Brice Hortefeux piégé par ses liens avec le terroriste libyen Senoussi

21 décembre 2005. Brice Hortefeux franchit le seuil de la maison d’Abdallah Senoussi. Dix-neuf ans plus tard, cette visite le rattrape au procès en appel des financements libyens. L’ancien ministre parle de « piège ». Les preuves, elles, racontent une autre histoire.
Un voyage qui interroge
« Je suis très étonné. » La phrase du président de la cour Olivier Géron en dit long. Le 26 mars 2026, face à Brice Hortefeux, le magistrat ne cache pas son irritation. « La Libye est un État particulier. Ce n’est pas n’importe quel pays. »
Et pour cause. En décembre 2005, la Libye de Kadhafi reste un paria international. Le pays finance des groupes terroristes. Son régime est accusé d’avoir commandité l’attentat contre le vol UTA 772 en 1989 — 170 morts, dont 54 Français.
Abdallah Senoussi, beau-frère de Kadhafi, en est l’un des principaux organisateurs. Condamné par contumace en France en 1999, il figure sur toutes les listes noires. Sauf, apparemment, sur celle de Brice Hortefeux.
« Votre voyage se fait sans alerte particulière… », insiste Olivier Géron. L’ancien ministre esquive. Il prétend avoir ignoré la situation judiciaire de Senoussi. Pourtant, les services de renseignement français avaient documenté son rôle dès les années 1990.
2005 : une année trouble
21 décembre 2005. La date résonne comme un coup de feu. Hortefeux se rend au domicile de Senoussi. Trois semaines plus tôt, Nicolas Sarkozy — alors ministre de l’Intérieur — a rencontré Kadhafi à Tripoli.
Coïncidence ? Pas pour les juges. Le procès en appelle révèle des transferts suspects entre la Libye et des comptes français dès 2006. Des fonds qui auraient servi à financer la campagne présidentielle de 2007.
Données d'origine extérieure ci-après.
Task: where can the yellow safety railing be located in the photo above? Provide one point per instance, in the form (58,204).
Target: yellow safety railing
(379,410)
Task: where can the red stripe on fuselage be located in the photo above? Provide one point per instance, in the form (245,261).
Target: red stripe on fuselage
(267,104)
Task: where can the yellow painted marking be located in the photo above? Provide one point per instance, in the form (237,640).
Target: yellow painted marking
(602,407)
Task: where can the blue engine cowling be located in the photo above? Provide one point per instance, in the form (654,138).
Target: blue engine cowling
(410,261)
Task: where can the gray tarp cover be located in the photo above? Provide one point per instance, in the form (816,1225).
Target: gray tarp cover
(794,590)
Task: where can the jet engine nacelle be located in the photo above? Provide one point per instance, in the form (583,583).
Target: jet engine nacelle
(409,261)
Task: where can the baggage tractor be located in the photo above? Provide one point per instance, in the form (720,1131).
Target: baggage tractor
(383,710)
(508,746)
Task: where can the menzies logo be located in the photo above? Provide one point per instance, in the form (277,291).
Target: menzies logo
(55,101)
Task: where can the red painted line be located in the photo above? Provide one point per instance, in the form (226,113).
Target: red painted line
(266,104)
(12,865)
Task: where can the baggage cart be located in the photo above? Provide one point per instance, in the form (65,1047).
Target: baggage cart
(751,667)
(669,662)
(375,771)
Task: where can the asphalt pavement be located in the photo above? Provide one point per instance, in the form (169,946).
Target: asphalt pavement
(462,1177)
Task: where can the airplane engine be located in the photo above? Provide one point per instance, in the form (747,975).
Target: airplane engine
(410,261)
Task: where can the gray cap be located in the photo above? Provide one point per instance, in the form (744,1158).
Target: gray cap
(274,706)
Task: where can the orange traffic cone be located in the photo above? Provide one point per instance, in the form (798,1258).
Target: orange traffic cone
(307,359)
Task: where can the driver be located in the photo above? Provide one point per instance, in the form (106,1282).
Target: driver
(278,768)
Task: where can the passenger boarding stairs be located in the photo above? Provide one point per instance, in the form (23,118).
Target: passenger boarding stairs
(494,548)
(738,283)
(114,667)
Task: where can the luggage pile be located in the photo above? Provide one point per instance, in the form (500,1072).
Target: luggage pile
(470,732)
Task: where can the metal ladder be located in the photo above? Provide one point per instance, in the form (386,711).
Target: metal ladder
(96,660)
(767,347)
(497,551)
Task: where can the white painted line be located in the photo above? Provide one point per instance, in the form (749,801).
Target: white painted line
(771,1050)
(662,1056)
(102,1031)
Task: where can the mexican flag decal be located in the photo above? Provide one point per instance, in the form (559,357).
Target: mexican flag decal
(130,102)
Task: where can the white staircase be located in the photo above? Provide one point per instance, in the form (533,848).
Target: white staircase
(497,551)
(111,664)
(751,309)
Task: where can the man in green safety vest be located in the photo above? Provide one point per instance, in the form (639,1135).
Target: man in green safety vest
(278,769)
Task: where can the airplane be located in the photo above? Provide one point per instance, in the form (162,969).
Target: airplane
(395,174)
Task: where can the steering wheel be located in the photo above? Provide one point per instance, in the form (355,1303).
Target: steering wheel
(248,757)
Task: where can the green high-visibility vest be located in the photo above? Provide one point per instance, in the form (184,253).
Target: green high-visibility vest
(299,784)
Voilà le tableau. En 2005, Sarkozy prépare sa candidature. Hortefeux, son bras droit. La Libye, son futur bailleur de fonds. Les pièces s’emboîtent.
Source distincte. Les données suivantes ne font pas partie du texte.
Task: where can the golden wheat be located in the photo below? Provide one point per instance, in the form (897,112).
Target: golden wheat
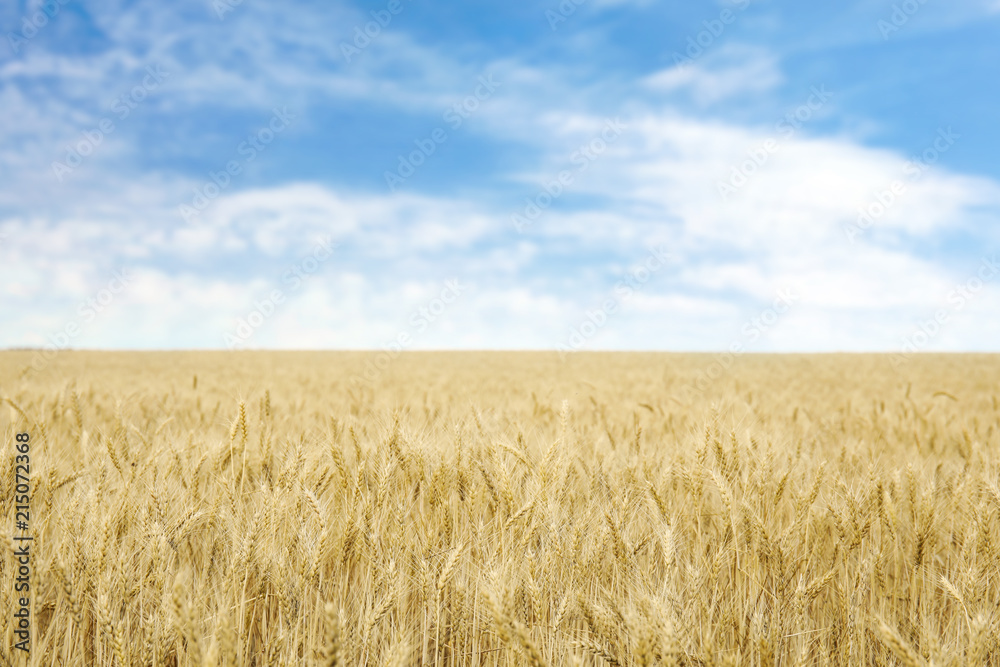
(507,509)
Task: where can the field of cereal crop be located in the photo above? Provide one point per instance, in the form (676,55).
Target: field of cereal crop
(463,508)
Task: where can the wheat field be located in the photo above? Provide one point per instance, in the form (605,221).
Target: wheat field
(266,508)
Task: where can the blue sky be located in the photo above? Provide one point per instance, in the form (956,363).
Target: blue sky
(607,174)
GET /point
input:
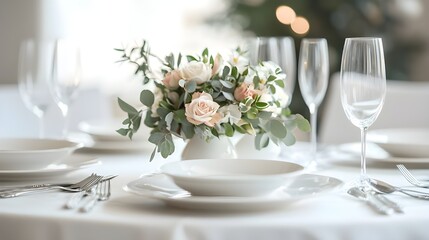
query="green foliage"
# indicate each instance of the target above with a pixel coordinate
(166, 110)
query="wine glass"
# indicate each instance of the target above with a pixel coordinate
(313, 76)
(66, 76)
(35, 66)
(363, 86)
(280, 50)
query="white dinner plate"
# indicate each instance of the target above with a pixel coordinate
(158, 186)
(71, 163)
(402, 142)
(32, 154)
(231, 177)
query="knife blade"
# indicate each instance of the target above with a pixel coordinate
(370, 200)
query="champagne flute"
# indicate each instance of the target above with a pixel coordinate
(35, 65)
(313, 76)
(363, 86)
(66, 77)
(280, 50)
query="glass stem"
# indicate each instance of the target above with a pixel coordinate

Senoussi, l’homme de l’ombre
Abdallah Senoussi n’est pas un interlocuteur ordinaire. Chef des services secrets libyens, il contrôle les finances parallèles du régime. En 2005, il négocie déjà des contrats pétroliers avec Total.
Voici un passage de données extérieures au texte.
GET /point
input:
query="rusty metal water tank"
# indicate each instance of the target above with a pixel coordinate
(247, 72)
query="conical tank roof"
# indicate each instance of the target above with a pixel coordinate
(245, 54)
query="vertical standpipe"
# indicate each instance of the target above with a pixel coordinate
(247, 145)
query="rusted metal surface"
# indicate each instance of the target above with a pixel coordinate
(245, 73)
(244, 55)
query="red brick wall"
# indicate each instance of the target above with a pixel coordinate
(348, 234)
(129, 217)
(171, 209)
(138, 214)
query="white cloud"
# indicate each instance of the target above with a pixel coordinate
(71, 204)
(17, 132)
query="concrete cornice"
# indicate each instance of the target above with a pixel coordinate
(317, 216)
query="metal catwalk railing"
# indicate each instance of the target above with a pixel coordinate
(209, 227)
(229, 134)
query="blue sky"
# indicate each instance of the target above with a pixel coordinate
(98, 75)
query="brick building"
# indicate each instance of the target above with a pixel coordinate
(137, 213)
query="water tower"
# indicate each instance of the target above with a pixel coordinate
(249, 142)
« Un terroriste devenu homme d’affaires », résume un rapport du Quai d’Orsay. Condamné à mort en Libye après la chute de Kadhafi, il est extradé vers la France en 2024. Ses déclarations font trembler l’ancienne équipe Sarkozy.
Hortefeux persiste : « Je ne savais pas. » Pourtant, Mediapart a révélé en 2025 des notes des RG le décrivant comme « l’intermédiaire français de Senoussi ». Une note du 15 novembre 2005 — un mois avant sa visite — le mentionne explicitement.
Le piège se referme
Et pourtant, c’est là que ça devient intéressant. Lors de l’audience, le président Géron exhibe des documents inédits. Des bordereaux de transferts. Des comptes offshore. Des SMS cryptés.
Hortefeux parle de « montage ». Les juges parlent de « blanchiment ». L’argent libyen — 5 millions selon les premières estimations — aurait transité par des sociétés écrans au Panama.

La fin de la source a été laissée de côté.